On ViewGeorge Adams
September 12 – November 4, 2017
What defines modernist painting, and distinguishes it from old master European art, is the elimination of obvious details. This suppression permits expressive directness and pursuit of immediacy, which makes the figurative works of Matisse and Picasso, like the abstractions of Mondrian and Pollock, distinctively modernist. In this manner, visual art responds to the experience of everyday life in a culture where everything moves swiftly. As early as the mid-nineteenth century Charles Baudelaire recognized this much when he argued that because modern life involves rapid change, it “calls for an equal speed of execution from the artist.” Accumulation of details is fussy, and fussiness is the sworn enemy of intense expressiveness. According to Delacroix, Baudelaire observed, “a good picture, which is a faithful equivalent of the dream which has begotten it, should be brought into being like a world.” Only then, Baudelaire argued, can painting truthfully express contemporary life. What, he asks, “is pure art according to the modern ideal?” Then, although discussing Delacroix, in answering that question, Baudelaire nicely describes a great deal of modernist art, “It is the creation of an evocative magic, containing at once the object and the subject, the world external to the artist and the artist himself.” By thus bridging the gap between an artist and the world, successful artwork is as vivid as a hallucination.
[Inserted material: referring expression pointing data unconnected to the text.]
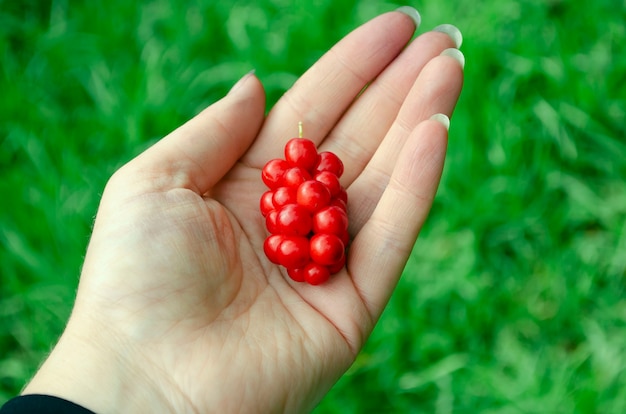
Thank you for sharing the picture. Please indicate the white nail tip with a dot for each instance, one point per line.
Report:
(443, 119)
(455, 54)
(412, 13)
(452, 31)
Like such diverse otherwise figurative modernists as Alex Katz and Bob Thompson, Joan Brown (1938 – 1990), a San Francisco-based painter, foregrounds her subjects—people, animals, trees—on flat monochromatic and mostly detail-free backgrounds. Thus her The Captive (1975), a benign version of a Francis Bacon picture, depicts a chained dog standing on a purple field inside a large box. And in Wolf in Room (1974) a splendid black wolf sits on the floor in front of a brightly tiled wall. In Acrobats and Spectator on New Year's Eve, (1974) the two performers go through their routine in front of an abstract-looking background where someone is wearing a marvelous red and orange pointed hat. And The Cyprus Trees (1980) sets two tall trees before a violet-colored sky. The gallery handout says that her “late paintings turn simplicity into a spiritual gesture.” That is exactly right. Brown learnt from early modernism the visual power of intense, expansive high-pitched color. Look at how her New Year's Eve #2 (1973), with figures which are worthy of James Ensor, shows a skeleton dancing with a magically energetic woman in front of an urban skyline.
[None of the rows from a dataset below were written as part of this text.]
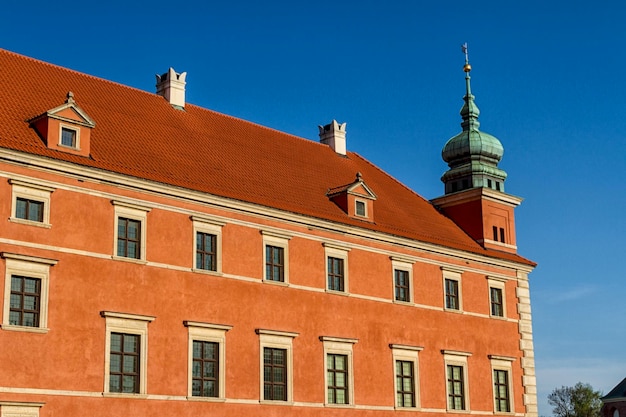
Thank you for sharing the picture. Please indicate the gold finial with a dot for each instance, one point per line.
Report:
(467, 67)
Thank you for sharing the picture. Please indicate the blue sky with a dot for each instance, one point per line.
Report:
(548, 79)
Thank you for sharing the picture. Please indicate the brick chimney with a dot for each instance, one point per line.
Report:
(172, 86)
(334, 135)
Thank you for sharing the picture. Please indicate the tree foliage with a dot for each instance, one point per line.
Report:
(578, 401)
Brown is also an unfailingly inventive iconographer. The Fan (Homage to Sai Babha) (1980)—Brown’s tribute to her Indian guru—depicts a spinning fan, which keeps turning even when the tiny power switch at the bottom right shows that the electricity to this fan is turned off. How imaginative, too, is the composition of The Swimmers #2 (The Crawl) (1974), with two swimmers, one in a one piece blue bathing suit, immersed in a green sea—Brown herself, it’s worth recalling, was a champion swimmer. And Noel's First Christmas (1963), done in a painterly style very different from the large pictures in this show, is a marvelous image of her son. What gives unity to this body of varied subject matter is Brown’s absolute mastery of the medium of painting. A well-drawn figure, Baudelaire says (speaking of Delacroix) “fills you with a pleasure which is absolutely divorced from its subject.” That description applies word for word to Brown’s paintings. Even before you can identify her subjects, her fast-moving compositions hold your attention.